街や音楽やその他のものについてのあれこれ。

南相馬から来たビーグル

徒歩で通勤中に赤信号で止まったら、自転車に乗ったおっちゃんがビーグルを連れて信号待ちしていた。

とりあえず街を歩いていて犬に出会ったら、状況が許すかぎりあいさつして、先方の気が向くようなら友好的なコミュニケーションを試みるのが個人的な習性。かがんで目を合わせて、拳を握って鼻づらに手の甲を差し出す。くんくん。だいたいこのあたりの表情で、その犬がこちらを気に入ったかどうか、こちらを相手にする気があるかどうかがわかる(敵意や警戒心がなくても、パトロールにいそがしい場合もあるし)。

くんくん。にっこり。
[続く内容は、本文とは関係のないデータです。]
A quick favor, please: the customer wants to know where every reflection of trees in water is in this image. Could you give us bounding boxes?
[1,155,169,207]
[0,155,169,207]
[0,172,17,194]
日本犬ほどじゃないけれど、ビーグルは比較的表情が読みやすい。

尻尾が水平になっていて、どことなく落ち着きのない足取りだったので、ちょいとごきげんななめなのかな、みたいに感じていたけれど、そうでもないみたい。首と喉元をなでて、胸を軽く叩く。あまり興奮していないような穏やかな感じで、それでも立ち上がって抱きついてくる。腹が見える(オスだ)。しあわせな育ちかたをしたんだろうなぁ。

「愛想はいいんだけどね。おれには絶対、抱きついてきたりしないですよ」

おっちゃんが云う。え、なんでなんだろそれ。

南相馬で飼われてたんだけど、預かってるんですよ。帰れないしねぇ」

なるほど。安心して歩けない、馴染みのない街だった、と云うことなんだね。里親のおっちゃんが世話してくれるけれど、なんか心もとない、ってわけだったんだ。

周りを見回すと、通勤中のひとたちの姿がたくさん見える。あと30分もすれば、もっとたくさんのひとが行き交う情景が見られるだろう。いまの仙台の街はもう、去年のいまごろと一見なにも変わっていないようだけれど、でもおなじような影はこの風景のなかにいくつも落ちているんだろうな、とか思う。見えなくても。